Fed does the expected:

cnnfn.cnn.com

federalreserve.gov

"Household demand has been sustained, but business profits and capital spending continue to weaken and growth abroad is slowing, weighing on the U.S. economy. The associated easing of pressures on labor and product markets is expected to keep inflation contained.
Although long-term prospects for productivity growth and the economy remain favorable, the Committee continues to believe that against the background of its long-run goals of price stability and sustainable economic growth and of the information currently available, the risks are weighted mainly toward conditions that may generate economic weakness in the foreseeable future."
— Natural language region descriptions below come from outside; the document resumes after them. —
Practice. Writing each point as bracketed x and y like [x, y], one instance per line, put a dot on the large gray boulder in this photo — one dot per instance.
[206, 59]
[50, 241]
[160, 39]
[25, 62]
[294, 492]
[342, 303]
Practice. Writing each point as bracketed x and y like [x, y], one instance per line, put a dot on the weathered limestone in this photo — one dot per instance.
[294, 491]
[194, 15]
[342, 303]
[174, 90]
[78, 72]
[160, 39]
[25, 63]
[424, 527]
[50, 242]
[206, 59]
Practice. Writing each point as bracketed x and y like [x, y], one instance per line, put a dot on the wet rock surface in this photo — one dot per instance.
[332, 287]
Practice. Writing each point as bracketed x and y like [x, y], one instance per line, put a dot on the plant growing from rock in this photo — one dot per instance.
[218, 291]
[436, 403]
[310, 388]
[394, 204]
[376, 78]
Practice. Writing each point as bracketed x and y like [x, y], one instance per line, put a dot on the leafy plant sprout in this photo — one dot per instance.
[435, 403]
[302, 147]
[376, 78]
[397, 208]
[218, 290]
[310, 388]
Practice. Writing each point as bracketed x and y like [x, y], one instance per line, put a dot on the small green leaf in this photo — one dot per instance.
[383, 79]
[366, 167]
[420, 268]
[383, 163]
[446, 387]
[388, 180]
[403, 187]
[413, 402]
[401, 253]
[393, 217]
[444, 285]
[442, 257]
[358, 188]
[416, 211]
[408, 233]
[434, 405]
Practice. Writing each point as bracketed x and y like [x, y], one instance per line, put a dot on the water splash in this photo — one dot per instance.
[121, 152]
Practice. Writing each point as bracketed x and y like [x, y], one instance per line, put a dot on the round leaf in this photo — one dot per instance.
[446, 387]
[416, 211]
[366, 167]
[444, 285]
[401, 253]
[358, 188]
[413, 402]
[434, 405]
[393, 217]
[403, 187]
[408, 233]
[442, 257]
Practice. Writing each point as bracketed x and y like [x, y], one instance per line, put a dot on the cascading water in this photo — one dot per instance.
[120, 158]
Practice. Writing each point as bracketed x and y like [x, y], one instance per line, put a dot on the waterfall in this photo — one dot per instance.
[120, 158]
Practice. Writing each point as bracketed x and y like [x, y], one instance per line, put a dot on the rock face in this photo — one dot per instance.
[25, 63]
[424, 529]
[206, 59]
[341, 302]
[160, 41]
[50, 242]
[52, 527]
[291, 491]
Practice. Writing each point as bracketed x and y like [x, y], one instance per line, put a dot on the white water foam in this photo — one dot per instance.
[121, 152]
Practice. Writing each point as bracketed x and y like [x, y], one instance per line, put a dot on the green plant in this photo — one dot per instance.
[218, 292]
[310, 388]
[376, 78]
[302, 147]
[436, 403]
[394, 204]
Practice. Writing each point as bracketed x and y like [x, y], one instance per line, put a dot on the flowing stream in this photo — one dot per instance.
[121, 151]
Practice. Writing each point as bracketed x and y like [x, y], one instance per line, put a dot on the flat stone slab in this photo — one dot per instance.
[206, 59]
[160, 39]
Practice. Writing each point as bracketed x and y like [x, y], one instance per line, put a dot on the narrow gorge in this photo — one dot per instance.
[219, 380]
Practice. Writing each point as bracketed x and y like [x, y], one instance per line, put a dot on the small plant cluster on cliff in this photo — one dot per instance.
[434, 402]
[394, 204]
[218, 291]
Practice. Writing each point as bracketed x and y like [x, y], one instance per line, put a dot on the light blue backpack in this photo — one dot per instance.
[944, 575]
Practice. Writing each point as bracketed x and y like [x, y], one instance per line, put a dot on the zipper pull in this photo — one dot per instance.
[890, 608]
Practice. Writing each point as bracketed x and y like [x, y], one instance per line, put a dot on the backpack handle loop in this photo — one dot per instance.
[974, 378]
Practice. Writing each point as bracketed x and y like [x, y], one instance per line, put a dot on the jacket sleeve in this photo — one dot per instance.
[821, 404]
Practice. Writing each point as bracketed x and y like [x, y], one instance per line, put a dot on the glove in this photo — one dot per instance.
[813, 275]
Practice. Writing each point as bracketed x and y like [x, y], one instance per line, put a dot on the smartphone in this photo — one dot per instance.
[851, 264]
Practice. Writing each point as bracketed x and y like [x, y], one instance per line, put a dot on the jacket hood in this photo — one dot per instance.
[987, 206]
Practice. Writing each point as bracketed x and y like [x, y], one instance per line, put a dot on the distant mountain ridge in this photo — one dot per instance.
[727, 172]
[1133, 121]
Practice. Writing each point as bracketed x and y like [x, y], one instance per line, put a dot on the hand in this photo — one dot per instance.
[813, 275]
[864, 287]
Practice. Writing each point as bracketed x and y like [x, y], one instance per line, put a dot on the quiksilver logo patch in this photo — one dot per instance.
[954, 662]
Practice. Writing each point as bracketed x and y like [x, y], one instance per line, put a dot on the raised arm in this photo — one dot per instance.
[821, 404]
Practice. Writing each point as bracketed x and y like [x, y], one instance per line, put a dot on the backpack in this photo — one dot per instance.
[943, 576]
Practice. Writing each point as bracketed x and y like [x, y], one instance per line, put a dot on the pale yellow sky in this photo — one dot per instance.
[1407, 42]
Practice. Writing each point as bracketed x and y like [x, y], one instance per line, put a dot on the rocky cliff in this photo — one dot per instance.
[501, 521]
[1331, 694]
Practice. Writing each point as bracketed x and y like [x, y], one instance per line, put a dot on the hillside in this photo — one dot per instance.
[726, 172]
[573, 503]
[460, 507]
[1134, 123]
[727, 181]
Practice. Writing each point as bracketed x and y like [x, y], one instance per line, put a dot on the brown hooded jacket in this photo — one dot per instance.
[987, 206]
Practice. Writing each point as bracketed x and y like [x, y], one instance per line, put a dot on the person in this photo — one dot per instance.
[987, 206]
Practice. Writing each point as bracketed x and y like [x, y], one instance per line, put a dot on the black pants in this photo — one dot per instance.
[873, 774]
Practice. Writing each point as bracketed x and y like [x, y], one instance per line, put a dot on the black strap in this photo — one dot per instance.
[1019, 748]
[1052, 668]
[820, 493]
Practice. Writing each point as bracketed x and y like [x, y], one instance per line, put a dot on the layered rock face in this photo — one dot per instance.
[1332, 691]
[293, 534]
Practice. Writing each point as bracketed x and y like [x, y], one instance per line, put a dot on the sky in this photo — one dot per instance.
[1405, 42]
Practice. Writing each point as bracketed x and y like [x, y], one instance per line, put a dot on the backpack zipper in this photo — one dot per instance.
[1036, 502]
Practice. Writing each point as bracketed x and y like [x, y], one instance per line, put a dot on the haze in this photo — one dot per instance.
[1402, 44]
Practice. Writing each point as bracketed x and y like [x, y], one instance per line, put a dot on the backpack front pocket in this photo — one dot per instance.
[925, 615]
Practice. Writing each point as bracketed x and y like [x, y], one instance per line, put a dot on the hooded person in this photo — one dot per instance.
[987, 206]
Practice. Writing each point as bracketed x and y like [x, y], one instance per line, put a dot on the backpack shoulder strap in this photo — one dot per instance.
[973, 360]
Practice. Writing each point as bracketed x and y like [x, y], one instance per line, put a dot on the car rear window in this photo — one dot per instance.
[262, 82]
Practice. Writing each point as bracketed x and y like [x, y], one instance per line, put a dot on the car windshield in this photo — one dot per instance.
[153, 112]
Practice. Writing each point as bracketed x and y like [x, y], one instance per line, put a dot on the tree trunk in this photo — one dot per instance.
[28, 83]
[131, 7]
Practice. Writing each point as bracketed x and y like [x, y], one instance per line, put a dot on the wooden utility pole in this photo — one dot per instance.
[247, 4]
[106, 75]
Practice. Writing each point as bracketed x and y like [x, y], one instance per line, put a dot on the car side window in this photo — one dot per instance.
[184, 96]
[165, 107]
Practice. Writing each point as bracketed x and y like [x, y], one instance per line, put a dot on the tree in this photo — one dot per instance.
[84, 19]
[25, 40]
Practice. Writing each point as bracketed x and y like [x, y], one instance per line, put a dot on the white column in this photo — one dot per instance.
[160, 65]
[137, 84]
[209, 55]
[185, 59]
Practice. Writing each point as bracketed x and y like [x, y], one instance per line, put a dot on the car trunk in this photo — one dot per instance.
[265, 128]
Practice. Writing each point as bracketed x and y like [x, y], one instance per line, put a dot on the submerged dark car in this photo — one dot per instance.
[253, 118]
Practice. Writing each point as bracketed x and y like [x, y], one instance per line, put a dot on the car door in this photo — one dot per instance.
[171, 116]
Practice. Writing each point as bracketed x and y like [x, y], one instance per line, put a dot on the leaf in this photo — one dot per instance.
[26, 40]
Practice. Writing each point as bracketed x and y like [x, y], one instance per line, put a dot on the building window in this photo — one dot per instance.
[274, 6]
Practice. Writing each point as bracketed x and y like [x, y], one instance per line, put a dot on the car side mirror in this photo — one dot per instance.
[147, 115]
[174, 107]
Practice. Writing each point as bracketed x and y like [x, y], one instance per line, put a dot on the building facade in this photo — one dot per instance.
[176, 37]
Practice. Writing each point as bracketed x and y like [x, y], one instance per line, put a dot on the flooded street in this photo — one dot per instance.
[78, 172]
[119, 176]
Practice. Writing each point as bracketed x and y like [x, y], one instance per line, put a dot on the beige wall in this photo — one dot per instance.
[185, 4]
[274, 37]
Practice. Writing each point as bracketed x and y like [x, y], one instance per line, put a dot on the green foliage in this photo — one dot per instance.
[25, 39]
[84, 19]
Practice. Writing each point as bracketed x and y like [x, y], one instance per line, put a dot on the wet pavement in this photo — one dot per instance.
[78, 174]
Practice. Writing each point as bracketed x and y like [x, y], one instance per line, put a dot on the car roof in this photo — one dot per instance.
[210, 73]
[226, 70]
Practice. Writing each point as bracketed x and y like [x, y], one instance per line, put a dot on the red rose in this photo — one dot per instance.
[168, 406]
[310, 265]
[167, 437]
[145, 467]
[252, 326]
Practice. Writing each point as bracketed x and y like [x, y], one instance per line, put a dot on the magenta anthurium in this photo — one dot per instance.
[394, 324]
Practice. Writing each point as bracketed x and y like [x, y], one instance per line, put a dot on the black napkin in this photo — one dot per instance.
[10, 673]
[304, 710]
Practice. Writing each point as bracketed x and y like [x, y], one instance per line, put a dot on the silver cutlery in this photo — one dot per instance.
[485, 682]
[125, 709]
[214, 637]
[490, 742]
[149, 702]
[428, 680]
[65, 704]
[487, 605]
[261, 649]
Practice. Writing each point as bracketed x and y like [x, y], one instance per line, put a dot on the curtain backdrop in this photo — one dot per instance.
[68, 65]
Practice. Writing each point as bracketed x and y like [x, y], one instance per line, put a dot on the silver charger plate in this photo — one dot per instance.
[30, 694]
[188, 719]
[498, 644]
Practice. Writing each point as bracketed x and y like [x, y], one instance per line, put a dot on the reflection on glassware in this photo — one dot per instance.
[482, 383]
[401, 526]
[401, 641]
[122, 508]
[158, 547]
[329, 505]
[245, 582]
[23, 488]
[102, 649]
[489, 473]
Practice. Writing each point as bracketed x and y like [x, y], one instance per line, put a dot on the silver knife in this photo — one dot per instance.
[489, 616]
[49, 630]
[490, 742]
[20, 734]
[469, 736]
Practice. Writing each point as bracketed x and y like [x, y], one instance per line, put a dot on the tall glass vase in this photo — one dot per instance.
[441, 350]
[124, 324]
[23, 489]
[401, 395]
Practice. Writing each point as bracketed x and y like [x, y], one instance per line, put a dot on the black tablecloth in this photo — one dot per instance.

We are still in a race. The question is: can the Fed easing cause a rebound in business spending, before rising unemployment causes a collapse in consumer confidence and spending? IMO, this question is not yet decided (that is, not only don't I know the answer, I don't think the answer is knowable now). We are sitting on a knife edge, and which way we fall decides whether the Nas hits 1000 or 3000 next year (of course, there is always the possibility that the manic-depressive Market believes first one scenario, then the other, so we hit both numbers in the next 18 months).

It's hard for me to believe that Fed rate cuts from 6.5% to 3.5% isn't going to powerfully effect stocks (with a 6-24 month lag). But, it's also hard for me to believe that consumers can continue spending at current levels, getting steadily more leveraged as unemployment goes up. And it's hard for me to believe, given the current macro climate, that a (trailing) PE in the high 20s (for the S&P 500) is sustainable.